In response, Assistant Attorney General for National Security John C. Demers said, “The defendants conspired with Tianjin University to bring the trade secrets of many U.S. companies, including their own employers, to China for the benefit of the Chinese government. David L. Anderson, Attorney General of Northern California, also stated that “a free country is naturally innovative. No country is more innovative than the United States. No free country can match our innovation, so inevitably it must resort to theft. Theft is not innovation. By fighting theft, we protect innovation and freedom.” John F. Bennett, the FBI Special Agent in charge of the investigation of the case, further argued, “While this case demonstrates how easily a small number of employees can conspire to steal intellectual property for the benefit of the Chinese Communist Party, Zhang’s conviction serves as a warning to our adversaries that the FBI and our partners remain committed to aggressively investigating and Prosecution of these crimes.”

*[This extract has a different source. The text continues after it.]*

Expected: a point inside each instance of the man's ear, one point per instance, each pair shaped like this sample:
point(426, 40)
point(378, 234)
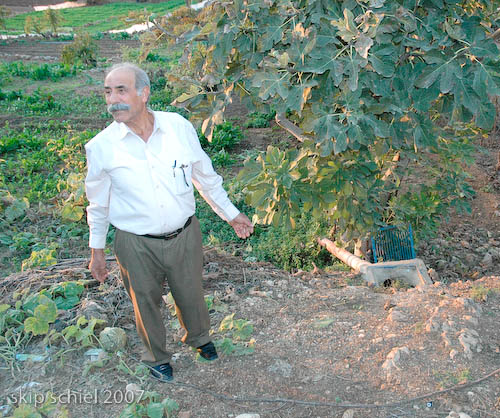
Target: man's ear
point(146, 91)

Zhang Hao was reportedly charged in 2015 in an operation launched under former President Barack Obama to crack down on intellectual property theft in China. The operation, which continued into the Trump administration, targeted Chinese scientists and scholars doing research in the United States. Hao Zhang, who was invited to attend an international microwave conference in Phoenix in May 2015, arrived in the United States on a flight from China and was arrested at Los Angeles International Airport upon entering the country, in what Chinese media described as a “fishing expedition” by the United States. His wife and Tianjin University had launched a fundraising campaign to raise money to assist in the lawsuit, and Tianjin University denied that the university had made any improper profits, saying that Zhang Hao was a typical Chinese intellectual who was obsessed with research. In addition, the U.S. government announced in 2015 that it had charged Zhang Hao and six other Chinese citizens with economic espionage, but the other five Chinese citizens indicted at the same time as Zhang Hao were never arrested.